Effect of LS‐mHep7 on PLP, MBP, OLIG2 expression in the acute cuprizone model of demyelination. (a) Representative images of anti‐PLP, anti‐MBP, and anti‐OLIG2 staining within anatomical brain region 215 of a control animal, or after being fed cuprizone diet (0.25%) for 5 weeks (Cup 5 weeks) or after treatment with PBS vehicle or LS‐mHep7 40 mg/kg via subcutaneous injections (s.c.) for 14 days post cuprizone diet removal. Dashed black line demarcates the corpus callosum (CC) region. (b) Thresholding measurements of the CC region using Image J algorithm “huang” showed no differences in the levels of PLP or (c) MBP remyelination after LS‐mHep7 treatment compared with the vehicle control group. (d) There was no difference in the OLIG2 counts after LS‐mHep7 treatment compared with control animals. (Individual dots represent the experimental animal number, *p < .05, One‐way ANOVA, Tukey's multiple post‐comparison test).

FIGURE 5

A potential role for CCL5 in LS‐mHep7 mechanism‐of‐action. (a) Control conditioned medium (Control) and demyelinated conditioned medium (DeMy CM) were collected from cultures on 25 DIV (1 day after demyelination). The conditioned media underwent LS‐mHep7 affinity chromatography, and the cytokine profile was assessed. Representative dot blots of the arrays for each conditioned media eluate are shown. (b) Quantification of dot blots based on pixel intensity.
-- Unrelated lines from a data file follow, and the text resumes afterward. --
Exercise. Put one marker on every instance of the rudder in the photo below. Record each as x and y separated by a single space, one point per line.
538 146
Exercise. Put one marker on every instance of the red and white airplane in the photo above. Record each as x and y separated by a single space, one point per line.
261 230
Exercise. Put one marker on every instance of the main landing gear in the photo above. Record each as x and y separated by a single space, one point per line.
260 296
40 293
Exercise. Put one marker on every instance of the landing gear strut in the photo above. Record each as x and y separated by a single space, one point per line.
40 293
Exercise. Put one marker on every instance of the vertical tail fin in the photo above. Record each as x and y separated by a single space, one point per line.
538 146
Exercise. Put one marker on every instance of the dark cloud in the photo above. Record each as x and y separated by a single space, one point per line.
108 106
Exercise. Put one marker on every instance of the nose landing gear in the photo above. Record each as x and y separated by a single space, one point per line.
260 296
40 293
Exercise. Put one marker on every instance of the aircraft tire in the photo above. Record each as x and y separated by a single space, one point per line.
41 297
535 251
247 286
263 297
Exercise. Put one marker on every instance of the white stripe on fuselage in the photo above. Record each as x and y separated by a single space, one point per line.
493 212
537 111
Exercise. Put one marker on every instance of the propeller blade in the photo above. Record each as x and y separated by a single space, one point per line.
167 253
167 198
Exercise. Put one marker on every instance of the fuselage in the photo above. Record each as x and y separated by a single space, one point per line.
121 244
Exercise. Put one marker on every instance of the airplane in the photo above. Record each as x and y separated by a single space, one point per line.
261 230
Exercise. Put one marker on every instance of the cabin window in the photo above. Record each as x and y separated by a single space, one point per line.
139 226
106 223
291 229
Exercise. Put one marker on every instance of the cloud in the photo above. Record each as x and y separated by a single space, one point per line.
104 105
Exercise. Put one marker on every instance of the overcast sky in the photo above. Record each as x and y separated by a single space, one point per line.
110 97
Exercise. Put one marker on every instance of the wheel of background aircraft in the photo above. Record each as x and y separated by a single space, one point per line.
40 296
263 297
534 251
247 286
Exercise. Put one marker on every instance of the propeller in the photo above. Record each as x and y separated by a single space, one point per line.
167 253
DeMy CM LS‐mHep7 eluate contained numerous factors not found in Control LS‐mHep7 eluate, including CCL5 (n = 3; technical replicates = 2). (c) Quantification of the fold change in pixel intensity showed a significant upregulation of CCL5 after demyelination (DeMy, ***p < .001, Student's t test). (d) CCL5 ELISA of conditioned media, collected from demyelinated cultures (DeMy) either immediately after demyelination (DeMy CM D0) or 5 days later (DeMy CM D5) confirmed a significant increase in CCL5 concentration compared with control cultures. (n = 3; technical replicates = 3). (e) LS‐mHep7 treatment (1 ng/mL) at 25 DIV (1 day after demyelination) promoted remyelination compared with untreated cultures. (f) CCL5 inhibits de novo myelination however, cotreatment with LS‐mHep7 (1 ng/mL) could overcome its inhibitory effect. (g) Representative images of control, CCL5 treated (100 ng/mL) or CCL5 and LS‐mHep7 treated myelinating cultures. Anti‐SMI‐31 stains axons in red, anti‐PLP stains myelin in green, Scale bar represent 100 μm. (h) Comparison of Ccl‐5 expression in spinal cords of healthy versus EAE animals and the corpus callosum of healthy vs cuprizone‐induced animals. Ccl‐5 was significantly upregulated in EAE spinal cords compared with healthy controls and was also upregulated compared with corpus callosum brain region of cuprizone fed animals. (Individual dots represent the experimental n number or individual animals in (h). One‐way ANOVA with Dunnett multiple comparison, or Two‐way ANOVA with Sikak's multiple comparison in (h) *p < .05. **p < .01, ***p < .001).